The convolution product $y(t) = u(t) * h(t)$ is given by:
$$ \newcommand{\bbx}[1]{\,\bbox[15px,border:1px groove navy]{\displaystyle{#1}}\,} \bbx{y(t) = \int_{-\infty}^{+\infty}u(\tau)h(t-\tau) \ d\tau}$$
I must calculate it with with $u(t) = \exp(2t)\nu(-t)$ and $h(t) = \nu(t-3)$, $\nu$ being the Heaviside function. Here is my attempt:
$$\int_{-\infty}^{+\infty}u(\tau)h(t-\tau) \ d\tau$$ $$=\int_{-\infty}^{+\infty}\exp(2\tau)\nu(-\tau)\nu(t-\tau-3) \ d\tau$$ $$=\int_{-\infty}^{0}\exp(2\tau)\nu(t-\tau-3) \ d\tau$$ $$=\int_{-\infty}^{t-3}\exp(2\tau) \ d\tau$$ $$=\frac{\exp(2t-6)}{2}$$ I know the right answer is $\frac{1}{2}$, but I don't understand my mistake. My course uses $\int_{-\infty}^{+\infty}h(\tau)u(t-\tau) \ d\tau$ instead of $\int_{-\infty}^{+\infty}u(\tau)h(t-\tau) \ d\tau$ to get that result. Thank you in advance.
You write that $1/2$ must be the expected result. However I doubt this is correct.
Essentially you do the proper approach and it looks good to me. So I would say your solution is correct.

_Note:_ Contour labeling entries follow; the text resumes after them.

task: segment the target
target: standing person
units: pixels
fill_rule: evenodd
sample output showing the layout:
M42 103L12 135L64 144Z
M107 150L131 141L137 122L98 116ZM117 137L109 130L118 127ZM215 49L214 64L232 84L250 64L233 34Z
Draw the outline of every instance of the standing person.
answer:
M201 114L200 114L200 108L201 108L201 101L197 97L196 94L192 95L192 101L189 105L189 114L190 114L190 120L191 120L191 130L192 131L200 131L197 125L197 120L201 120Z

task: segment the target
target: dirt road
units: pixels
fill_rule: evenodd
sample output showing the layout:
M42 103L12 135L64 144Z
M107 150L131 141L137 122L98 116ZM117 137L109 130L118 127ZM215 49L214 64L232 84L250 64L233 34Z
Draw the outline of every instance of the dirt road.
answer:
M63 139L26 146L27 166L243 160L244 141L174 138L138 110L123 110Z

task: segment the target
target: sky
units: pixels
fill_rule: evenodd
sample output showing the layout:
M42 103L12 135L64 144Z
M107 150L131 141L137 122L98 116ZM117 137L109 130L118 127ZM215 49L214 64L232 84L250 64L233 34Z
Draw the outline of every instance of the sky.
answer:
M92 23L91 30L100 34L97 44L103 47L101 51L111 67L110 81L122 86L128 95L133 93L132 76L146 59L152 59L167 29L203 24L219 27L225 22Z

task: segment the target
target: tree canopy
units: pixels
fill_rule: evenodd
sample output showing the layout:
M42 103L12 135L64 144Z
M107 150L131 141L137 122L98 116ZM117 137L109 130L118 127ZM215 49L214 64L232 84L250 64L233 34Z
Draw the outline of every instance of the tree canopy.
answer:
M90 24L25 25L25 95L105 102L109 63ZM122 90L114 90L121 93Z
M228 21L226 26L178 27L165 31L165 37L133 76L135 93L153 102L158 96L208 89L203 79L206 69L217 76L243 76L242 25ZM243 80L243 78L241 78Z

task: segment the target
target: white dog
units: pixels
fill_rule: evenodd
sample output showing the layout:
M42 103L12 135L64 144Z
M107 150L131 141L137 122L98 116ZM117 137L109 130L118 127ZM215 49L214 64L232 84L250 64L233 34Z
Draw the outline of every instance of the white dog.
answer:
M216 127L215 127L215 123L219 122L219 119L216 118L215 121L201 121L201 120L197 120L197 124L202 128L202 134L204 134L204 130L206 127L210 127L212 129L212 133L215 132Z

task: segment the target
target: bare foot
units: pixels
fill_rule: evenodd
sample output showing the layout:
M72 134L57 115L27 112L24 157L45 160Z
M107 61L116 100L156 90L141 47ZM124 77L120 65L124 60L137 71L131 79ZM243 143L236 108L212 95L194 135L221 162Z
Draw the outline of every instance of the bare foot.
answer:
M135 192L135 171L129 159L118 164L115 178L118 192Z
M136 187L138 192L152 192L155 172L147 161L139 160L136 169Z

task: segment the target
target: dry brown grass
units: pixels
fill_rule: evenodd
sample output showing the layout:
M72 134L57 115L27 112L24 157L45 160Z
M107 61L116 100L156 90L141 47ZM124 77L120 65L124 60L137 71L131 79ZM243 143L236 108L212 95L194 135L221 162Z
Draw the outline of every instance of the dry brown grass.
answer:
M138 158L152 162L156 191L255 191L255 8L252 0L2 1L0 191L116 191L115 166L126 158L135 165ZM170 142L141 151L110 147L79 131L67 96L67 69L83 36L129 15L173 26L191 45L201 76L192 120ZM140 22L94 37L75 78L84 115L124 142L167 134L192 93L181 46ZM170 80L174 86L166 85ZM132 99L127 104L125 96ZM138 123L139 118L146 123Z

Simply specking only with trivial arguments one can achieve the constant function as result of the convolution. Imagine $u(t) == 1$ and $h(t)$ is a gaussian function with area of 1/2. If one has a Heavyside function in one of the convolution arguments I doubt it is even possible to select a suitable other function so that the convolution of both is the constant function.
The convolution is commutative, so the order of functions does not matter. One can exchange $u$ and $h$. This is proven by a simple subsitution in the integral.